Wednesday, May 18, 2011

Homily 29: How to Be (as preached by an orthodox rebel)

"If ye know these things, happy are ye if ye do them." John 13:17

Happiness is invariably linked to obedience. We must rescue this concept from the legalists and moralists of the world. They have made obedience an arbitrary rule-keeping, reducing it to an inevitable drudgery. If there is any happiness, it is artificial, and there is many a legalistic church full of fake, artificial happiness. Outwardly is all smiles and shouts, but inwardly is a cancerous ennui. Life with God becomes a chore to be done, happiness and joy be damned. This is the view that most people have of obedience, and we must rescue it from such a horrid corruption.

God is Creator: He made everything. More to the point, He is our Creator: He made us. This is much more than a matter of matter. If God has names for all of the stars (Ps. 147:4), which physically are just balls of burning gas, He certainly has names for all of us, a name which He shall reveal to us one day (Rev. 2:17). That is a point that we must not miss: our identity is bound up in God, an identity whose full disclosure will come to us when we see Him face to face (I John 3:2). At the very least, we can gather for now that we are a creature: not in a bestial sense, but in the sense of something that is made. We are from the hand of a Maker; that is (in part) who we are. That is where we belong. It is our "place," so to speak, and identity is about place, viz., the place where we "fit," like a puzzle piece, or a bone in its socket. The whole history of human Sin (even to this day) can be seen as humanity trying to find their place without God, which is a futile endeavor. If we want to know who we are, then we must go to the One who made us.

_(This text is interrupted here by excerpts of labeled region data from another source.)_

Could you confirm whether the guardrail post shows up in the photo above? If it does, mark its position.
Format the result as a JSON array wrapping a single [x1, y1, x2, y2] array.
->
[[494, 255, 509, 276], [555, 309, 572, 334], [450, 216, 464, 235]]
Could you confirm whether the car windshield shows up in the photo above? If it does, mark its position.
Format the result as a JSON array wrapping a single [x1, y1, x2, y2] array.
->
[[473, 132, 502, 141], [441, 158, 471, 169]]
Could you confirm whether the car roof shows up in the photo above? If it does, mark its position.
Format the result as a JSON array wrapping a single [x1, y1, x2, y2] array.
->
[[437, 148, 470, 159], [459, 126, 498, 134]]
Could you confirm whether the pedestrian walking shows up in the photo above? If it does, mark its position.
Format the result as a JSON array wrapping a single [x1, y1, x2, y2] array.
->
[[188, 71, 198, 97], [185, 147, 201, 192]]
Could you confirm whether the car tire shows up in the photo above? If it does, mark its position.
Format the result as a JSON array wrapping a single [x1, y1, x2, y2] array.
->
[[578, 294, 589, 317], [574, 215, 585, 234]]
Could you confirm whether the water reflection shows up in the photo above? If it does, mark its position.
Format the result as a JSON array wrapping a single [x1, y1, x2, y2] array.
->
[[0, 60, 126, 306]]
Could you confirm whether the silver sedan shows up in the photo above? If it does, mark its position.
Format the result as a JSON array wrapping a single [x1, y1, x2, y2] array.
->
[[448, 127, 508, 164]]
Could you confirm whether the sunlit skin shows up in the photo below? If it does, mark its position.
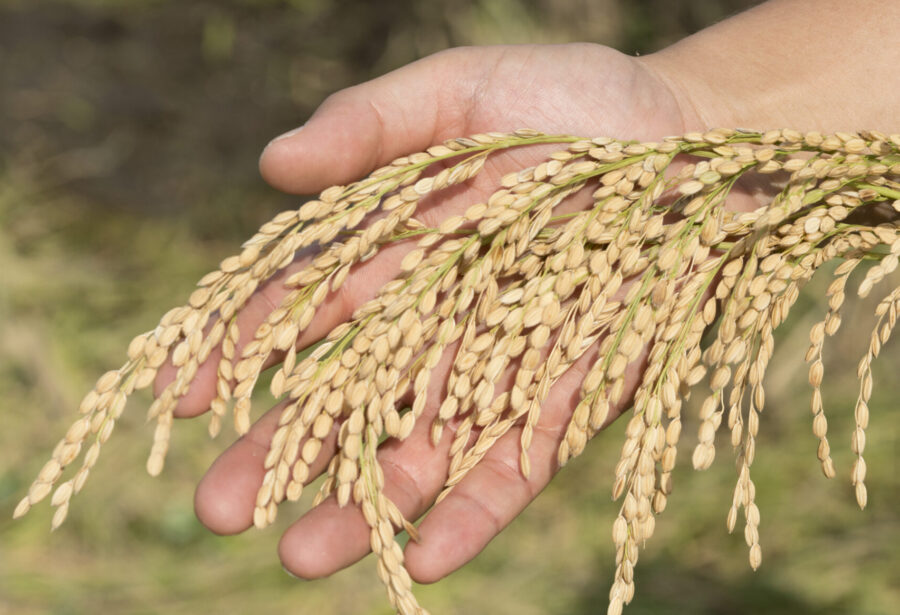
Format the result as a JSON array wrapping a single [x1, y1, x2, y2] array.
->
[[159, 0, 900, 582]]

This sheds a new light on God's commands. He is not just giving us rules, the arbitrary assignments of a divine monarch. Rather, He is teaching us how to be. The commands of God are the precious communique from Creator to creature where the former tells the latter who they are, who they ought to be (for the very nature of the Fall is that we are not who we ought to be). This is why obedience is happiness: when we obey the Creator, we are being who we are, who we ought to be and were meant to be. We have found our place, our identity, our home. And there's no place like home.